And homeward, met Mr. Creed at my bookseller’s in Paul’s Church-yard, who takes it ill my letter last night to Mr. Povy, wherein I accuse him of the neglect of the Tangier boats, in which I must confess I did not do altogether like a friend; but however it was truth, and I must own it to be so, though I fall wholly out with him for it.
Thence home and to my office alone to do business, and read over half of Mr. Bland’s discourse concerning Trade, which (he being no scholler and so knows not the rules of writing orderly) is very good. So home to supper and to bed, my wife not being well, she having her months upon her.
This evening Mr.
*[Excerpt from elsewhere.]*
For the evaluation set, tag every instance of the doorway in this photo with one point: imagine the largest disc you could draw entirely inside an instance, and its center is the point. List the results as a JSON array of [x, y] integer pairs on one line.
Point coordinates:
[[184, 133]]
Gauden sent me, against Christmas, a great chine of beef and three dozen of tongues. I did give 5s. to the man that brought it, and half-a-crown to the porters. This day also the parish-clerk brought the general bill of mortality, which cost me half-a-crown more.

I take a thesaurus
like a child in arms to the sea

where the boats confess together
and fall out

a bland discourse
in three dozen tongues


Erasure poem derived from The Diary of Samuel Pepys, Wednesday 24 December 1662.

Votives

Only in old-time cathedrals
do they have them now—

tiers of candles flickering in rows,
waiting for the supplicant’s coin

and the next addition to their ranks,
waiting for the prayer breathed

in the silence of the nave—
And in seething counterpoint, the hubbub

of votive sellers just around the door,
boys hawking lottery tickets or cures

to swill from bottles of neon-
colored liquid. Shreds

of incense trail into the dark,
cadre leading the charge on heaven.

 

In response to Via Negativa: Forest Fire.

Simmer

“…To thee the spring will be a harvest-time.” ~ John Keats, “What the Thrush Said”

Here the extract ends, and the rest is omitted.